NFS help

Otto Haliburton ottohaliburton at comcast.net
Sun Aug 28 13:32:22 UTC 2005



> -----Original Message-----
> From: redhat-install-list-bounces at redhat.com [mailto:redhat-install-list-
> bounces at redhat.com] On Behalf Of inode0
> Sent: Sunday, August 28, 2005 8:14 AM
> To: Getting started with Red Hat Linux
> Subject: Re: NFS help
> 
> On 8/28/05, Otto Haliburton <ottohaliburton at comcast.net> wrote:
> > I am so glad that you caught the correct name, hahaha. But I don't know
> what
> > you are saying.  The purpose of the DNS is to resolve the names on a
> network
> > and everyone reports there, if your keberous server changed it's ip
> address
> > then it will be resolve in the DNS (dynamic Name server hahaha)
> 
> If my kerberos server changes its IP then DNS will be broken unless I
> configure the DNS server to hand out my kerberos server's new IP. It
> doesn't happen by magic.
> 
> John
> 
The point is it is magic.  A protocol exist through out the network where as
addresses are resolved by some one.  Routing tables and everything are
constantly being updated and changed according to what is up and what is
down and what has changed.  Networks are not static and they do change, well
something has to keep up with these changes the DNS and routing tables are
the means by which this is done, I am not saying that you can't have static
addresses on the network, but whatever address is reported is the address
that the DNS will report and I think that what you are saying is confusing.

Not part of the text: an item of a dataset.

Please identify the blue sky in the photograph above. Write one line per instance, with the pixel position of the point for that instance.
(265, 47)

If your server has a static address it is reporting that to the DNS and that
address will be reported.  The DNS only reports what is reported to it as
the address.  The assignment of dynamic addresses is done by the DHCP and
that is the relationship.  So what you are saying is confused and frankly
out of sorts.  That is why I don't understand what you are saying.  There is
a relationship between all elements of the network, but the main element is
to resolve addresses so that you can send messages where ever you have
access freely so if your server changes it IP address it will get reported
with the new address and the DNS is not broken your server is broken.  The
DNS does not assign addresses get it.